Other immediate common side effects reported include abdominal pain (17.6 percent), fatigue (16.9 percent), and headache (16.8 percent). Critics opposed to the sale of Plan B without a prescription, like Thompson and Johnson, said no studies have been done to show whether long-term use of the drug is safe.

Although the FDA has reported no long term side effects of using the drug, Thompson’s questions remain unanswered.

"The pill is to be taken when there was unprotected sex and there is a possibility of being pregnant. How safe is it to take repeatedly when your body doesn’t actually need it? The pill just hasn’t been on the market long enough to know for certain."

"Plan B is a drug, and it’s one that needs to be monitored," said Danielle King a sophomore Physician Assistant at Howard University.

"Because there haven’t been reports of the long term side effects, I don’t think it’s up to standards."

Two of Danielle’s friends have used Plan B. "One was sexually responsible and she just slipped up and the other slips up pretty often, in fact, she would have more unprotected sex if it was more accessible."

Renee Smith, an LVN at the Riverside Medical Clinic in California admits that she would be less paranoid about having unprotected sex if she knew that the morning after pill was waiting in her night stand.

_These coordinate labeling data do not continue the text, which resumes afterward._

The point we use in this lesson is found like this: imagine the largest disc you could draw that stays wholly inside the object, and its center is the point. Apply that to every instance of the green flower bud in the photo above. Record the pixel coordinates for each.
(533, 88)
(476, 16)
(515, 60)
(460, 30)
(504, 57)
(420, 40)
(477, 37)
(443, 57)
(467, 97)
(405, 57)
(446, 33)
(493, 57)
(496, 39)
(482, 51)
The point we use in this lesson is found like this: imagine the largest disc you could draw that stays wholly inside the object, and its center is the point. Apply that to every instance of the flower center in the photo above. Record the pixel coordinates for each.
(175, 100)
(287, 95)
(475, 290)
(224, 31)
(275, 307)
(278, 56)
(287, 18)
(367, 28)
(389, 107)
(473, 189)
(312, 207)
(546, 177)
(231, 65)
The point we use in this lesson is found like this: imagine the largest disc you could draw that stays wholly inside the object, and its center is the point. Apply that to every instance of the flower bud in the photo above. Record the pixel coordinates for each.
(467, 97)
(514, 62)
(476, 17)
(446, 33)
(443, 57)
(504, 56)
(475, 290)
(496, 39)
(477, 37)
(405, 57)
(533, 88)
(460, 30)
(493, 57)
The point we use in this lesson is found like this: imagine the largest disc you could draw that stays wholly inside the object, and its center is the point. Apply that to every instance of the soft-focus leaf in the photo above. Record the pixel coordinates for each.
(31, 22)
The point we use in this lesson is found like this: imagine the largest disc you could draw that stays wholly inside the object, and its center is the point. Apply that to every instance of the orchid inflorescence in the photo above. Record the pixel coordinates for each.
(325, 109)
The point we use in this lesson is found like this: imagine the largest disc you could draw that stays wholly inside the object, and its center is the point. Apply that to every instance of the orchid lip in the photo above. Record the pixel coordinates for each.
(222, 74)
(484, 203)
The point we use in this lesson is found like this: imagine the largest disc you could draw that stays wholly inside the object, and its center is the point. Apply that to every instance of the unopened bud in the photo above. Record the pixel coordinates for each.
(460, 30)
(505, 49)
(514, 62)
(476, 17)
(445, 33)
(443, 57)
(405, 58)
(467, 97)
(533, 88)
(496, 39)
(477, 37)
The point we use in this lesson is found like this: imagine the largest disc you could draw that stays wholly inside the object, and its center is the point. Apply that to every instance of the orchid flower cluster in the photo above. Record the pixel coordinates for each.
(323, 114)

"It’s good that they are trying to make it more accessible" says Renee Smith, LVN at Riverside Medical Clinic in Riverside, California.

"There will be less unwanted pregnancies and fewer abortions."

Smith believes people should only use it as back-up and not as their main source of contraception.

Amber Brawley, a senior at Norfolk State University agrees. But it’s the higher susceptibility to STD’s that concerns her.

"I would use it but only if the protection I was using failed. I won’t have unprotected sex because I don’t want to get an STD."

Kenny Webb, a student at University of the District of Columbia doesn’t see any benefit of the pill except to spread STDs.

"I would feel comfortable having too much unprotected sex with different partners," said Webb.

With the exception of 31 countries and five states, the Plan B emergency contraception is available only by prescription from a clinic or hospital.